Inicio / Alerta Temprana / Avisos Seguridad / Vulnerabilidad crítica en Microsoft Video ActiveX Control

Vulnerabilidad crítica en Microsoft Video ActiveX Control

Fecha de publicación: 
07/07/2009
Importancia: 
3 - Media
Recursos afectados: 
  • Windows XP
  • Windows Server 2003
Descripción: 

Se trata de un desbordamiento de memoria intermedia basado en pila (desbordamiento de búfer) en la función 'MPEG2TuneRequest' de la librería msvidctl.dll.

Impacto: 

Un atacante remoto podría aprovechar esto para ejecutar código arbitrario con los permisos del usuario bajo el que se ejecuta el navegador.

Solución: 

Para solucionar fallo de seguridad debemos realizar la siguiente acción:

  • Ejecutar el archivo través del siguiente enlace:

    http://go.microsoft.com/?linkid=9672398

    Existen soluciones alternativas a la propuesta por Microsoft, como es lactivación del “kill bit del control” en el registro de Windows, pero no se recomienda.
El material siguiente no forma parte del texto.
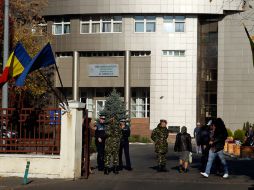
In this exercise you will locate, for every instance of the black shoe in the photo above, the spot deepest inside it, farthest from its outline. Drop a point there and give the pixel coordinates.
(163, 168)
(106, 171)
(120, 168)
(129, 168)
(159, 168)
(115, 170)
(180, 169)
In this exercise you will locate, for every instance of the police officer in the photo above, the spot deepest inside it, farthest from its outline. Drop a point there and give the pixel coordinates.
(160, 136)
(124, 145)
(100, 142)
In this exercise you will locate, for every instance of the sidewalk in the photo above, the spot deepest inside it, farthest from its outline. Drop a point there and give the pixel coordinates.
(144, 176)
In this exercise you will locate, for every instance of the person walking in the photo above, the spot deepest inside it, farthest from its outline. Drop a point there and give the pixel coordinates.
(112, 146)
(100, 142)
(217, 143)
(160, 136)
(124, 145)
(184, 147)
(196, 136)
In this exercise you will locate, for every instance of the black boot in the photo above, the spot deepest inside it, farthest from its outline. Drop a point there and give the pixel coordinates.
(106, 170)
(163, 168)
(180, 169)
(159, 168)
(115, 170)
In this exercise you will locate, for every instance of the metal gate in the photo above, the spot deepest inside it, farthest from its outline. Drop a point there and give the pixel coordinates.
(85, 161)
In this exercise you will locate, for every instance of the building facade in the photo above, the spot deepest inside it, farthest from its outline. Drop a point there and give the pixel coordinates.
(184, 61)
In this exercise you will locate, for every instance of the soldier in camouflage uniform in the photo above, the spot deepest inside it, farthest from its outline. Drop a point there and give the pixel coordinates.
(112, 146)
(160, 136)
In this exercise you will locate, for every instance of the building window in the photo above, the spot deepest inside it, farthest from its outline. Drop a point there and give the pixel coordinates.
(64, 54)
(174, 23)
(140, 53)
(175, 53)
(145, 23)
(140, 104)
(60, 28)
(104, 24)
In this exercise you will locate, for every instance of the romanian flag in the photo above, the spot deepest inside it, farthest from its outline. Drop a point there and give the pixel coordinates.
(16, 64)
(251, 44)
(43, 59)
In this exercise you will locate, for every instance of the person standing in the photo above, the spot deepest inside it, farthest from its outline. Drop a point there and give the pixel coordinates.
(196, 136)
(160, 136)
(124, 145)
(184, 147)
(203, 140)
(100, 142)
(217, 143)
(112, 146)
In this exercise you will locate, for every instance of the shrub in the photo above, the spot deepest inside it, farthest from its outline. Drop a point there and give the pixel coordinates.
(239, 135)
(230, 133)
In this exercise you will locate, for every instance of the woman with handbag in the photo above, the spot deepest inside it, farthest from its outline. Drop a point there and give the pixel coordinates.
(184, 147)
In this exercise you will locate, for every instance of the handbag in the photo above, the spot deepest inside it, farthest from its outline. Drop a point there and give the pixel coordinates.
(190, 157)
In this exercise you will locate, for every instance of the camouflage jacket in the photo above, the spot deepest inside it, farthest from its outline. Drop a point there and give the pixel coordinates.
(113, 134)
(160, 136)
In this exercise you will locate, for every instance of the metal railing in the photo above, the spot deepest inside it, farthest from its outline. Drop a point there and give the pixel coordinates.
(30, 131)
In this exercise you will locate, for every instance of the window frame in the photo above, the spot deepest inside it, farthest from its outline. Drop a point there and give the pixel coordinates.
(62, 23)
(145, 21)
(175, 21)
(100, 21)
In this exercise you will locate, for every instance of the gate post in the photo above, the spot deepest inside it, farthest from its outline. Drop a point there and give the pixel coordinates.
(71, 141)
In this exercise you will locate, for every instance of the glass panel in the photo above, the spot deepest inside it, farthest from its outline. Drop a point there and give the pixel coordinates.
(168, 18)
(106, 27)
(182, 53)
(152, 18)
(95, 27)
(117, 27)
(180, 18)
(58, 29)
(150, 27)
(117, 18)
(169, 27)
(139, 18)
(139, 27)
(85, 28)
(179, 27)
(66, 28)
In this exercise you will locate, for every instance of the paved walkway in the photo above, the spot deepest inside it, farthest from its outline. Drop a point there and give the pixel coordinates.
(144, 176)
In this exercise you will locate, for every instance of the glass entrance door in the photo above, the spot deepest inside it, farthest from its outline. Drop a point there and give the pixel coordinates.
(100, 104)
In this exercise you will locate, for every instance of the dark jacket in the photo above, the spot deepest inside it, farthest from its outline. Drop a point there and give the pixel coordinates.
(100, 132)
(203, 136)
(126, 133)
(219, 139)
(183, 142)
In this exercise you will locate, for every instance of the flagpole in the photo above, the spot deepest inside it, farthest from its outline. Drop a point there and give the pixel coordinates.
(6, 52)
(61, 84)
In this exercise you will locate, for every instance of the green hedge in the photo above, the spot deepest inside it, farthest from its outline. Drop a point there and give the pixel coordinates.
(138, 138)
(239, 135)
(230, 133)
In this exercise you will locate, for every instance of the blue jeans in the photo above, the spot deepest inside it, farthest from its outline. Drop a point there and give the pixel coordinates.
(212, 156)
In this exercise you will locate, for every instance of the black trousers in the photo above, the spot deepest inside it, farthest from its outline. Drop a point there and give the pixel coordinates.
(124, 146)
(204, 157)
(100, 154)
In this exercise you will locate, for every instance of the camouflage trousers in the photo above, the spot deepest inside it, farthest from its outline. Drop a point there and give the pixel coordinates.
(161, 159)
(112, 151)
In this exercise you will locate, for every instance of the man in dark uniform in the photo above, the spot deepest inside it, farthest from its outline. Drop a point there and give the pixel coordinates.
(100, 142)
(124, 145)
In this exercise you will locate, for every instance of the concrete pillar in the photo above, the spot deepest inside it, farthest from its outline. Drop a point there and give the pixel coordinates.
(127, 88)
(76, 72)
(71, 142)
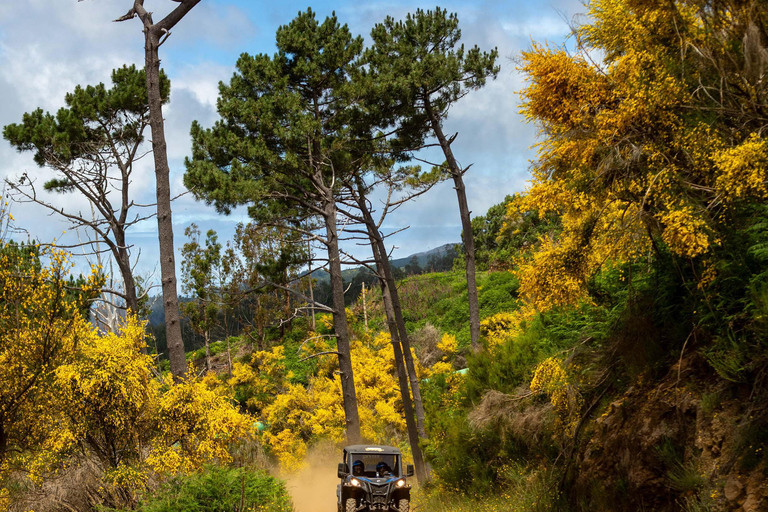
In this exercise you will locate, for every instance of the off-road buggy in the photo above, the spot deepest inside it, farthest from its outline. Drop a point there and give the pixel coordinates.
(372, 479)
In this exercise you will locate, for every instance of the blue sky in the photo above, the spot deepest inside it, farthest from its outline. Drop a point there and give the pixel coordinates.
(47, 47)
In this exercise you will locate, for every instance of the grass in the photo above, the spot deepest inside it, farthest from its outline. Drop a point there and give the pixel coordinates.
(525, 492)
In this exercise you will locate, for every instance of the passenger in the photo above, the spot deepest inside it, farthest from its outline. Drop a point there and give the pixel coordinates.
(383, 470)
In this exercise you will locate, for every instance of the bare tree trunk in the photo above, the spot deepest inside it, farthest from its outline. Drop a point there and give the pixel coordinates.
(410, 420)
(311, 288)
(340, 326)
(365, 308)
(152, 34)
(123, 261)
(466, 226)
(396, 323)
(207, 337)
(403, 335)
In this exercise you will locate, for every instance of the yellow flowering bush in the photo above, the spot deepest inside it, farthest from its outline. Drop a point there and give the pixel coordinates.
(743, 170)
(550, 378)
(448, 344)
(42, 323)
(298, 415)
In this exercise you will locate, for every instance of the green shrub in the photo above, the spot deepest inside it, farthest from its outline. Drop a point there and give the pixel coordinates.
(220, 489)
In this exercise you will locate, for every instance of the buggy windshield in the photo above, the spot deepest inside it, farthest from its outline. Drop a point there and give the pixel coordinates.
(370, 462)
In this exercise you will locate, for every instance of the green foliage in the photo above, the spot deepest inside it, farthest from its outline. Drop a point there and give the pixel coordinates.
(440, 299)
(77, 130)
(681, 476)
(220, 489)
(415, 70)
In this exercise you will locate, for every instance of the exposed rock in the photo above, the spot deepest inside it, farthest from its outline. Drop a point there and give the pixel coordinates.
(733, 488)
(752, 504)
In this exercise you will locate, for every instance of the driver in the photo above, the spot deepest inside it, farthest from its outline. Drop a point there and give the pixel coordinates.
(383, 469)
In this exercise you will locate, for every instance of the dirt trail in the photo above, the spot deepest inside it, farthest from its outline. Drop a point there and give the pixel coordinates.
(313, 488)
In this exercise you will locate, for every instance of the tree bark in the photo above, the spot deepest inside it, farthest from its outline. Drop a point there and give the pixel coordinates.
(152, 34)
(414, 415)
(466, 225)
(120, 254)
(340, 326)
(408, 412)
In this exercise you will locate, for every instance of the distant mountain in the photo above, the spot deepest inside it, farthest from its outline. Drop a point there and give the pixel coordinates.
(422, 259)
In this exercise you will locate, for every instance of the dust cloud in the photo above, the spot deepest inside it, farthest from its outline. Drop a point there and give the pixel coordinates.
(313, 488)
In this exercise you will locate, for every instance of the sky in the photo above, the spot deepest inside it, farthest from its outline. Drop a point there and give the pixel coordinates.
(47, 47)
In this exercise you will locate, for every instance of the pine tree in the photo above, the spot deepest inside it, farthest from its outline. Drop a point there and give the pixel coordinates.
(280, 147)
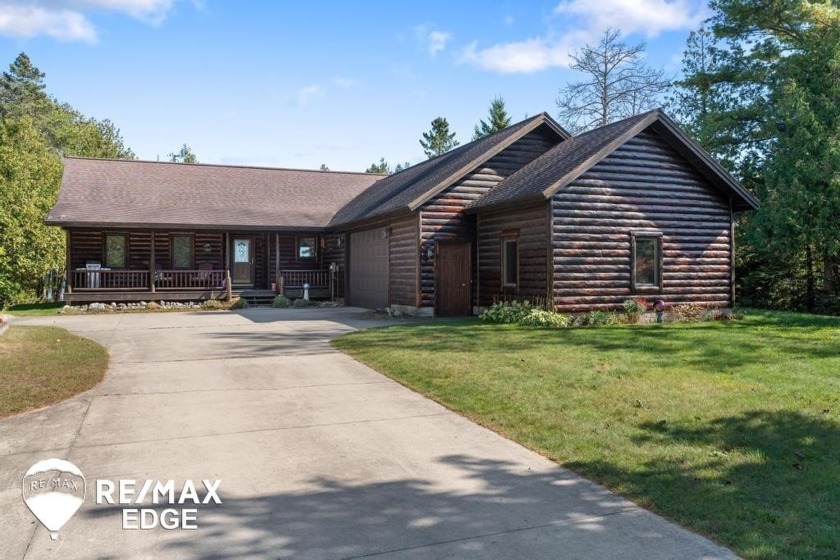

Esto es porque el parche (FixIt) facilitado, activa 45 "killbits" considerados amenazas.

Detalle: 

La vulnerabilidad está siendo utilizada activamente por atacantes para conseguir los privilegios usados por el usuario local del ordenador vulnerable.

Para aprovechar esta vulnerabilidad, los atacantes desarrollan páginas web específicas con el fin de aprovecharla, o infectando páginas de terceros para que, cuando un usuario acceda a la web, puedan tomar el control del equipo con los mismos privilegios que posea el usuario, si este es administrador, el atacante toma el control total del ordenador.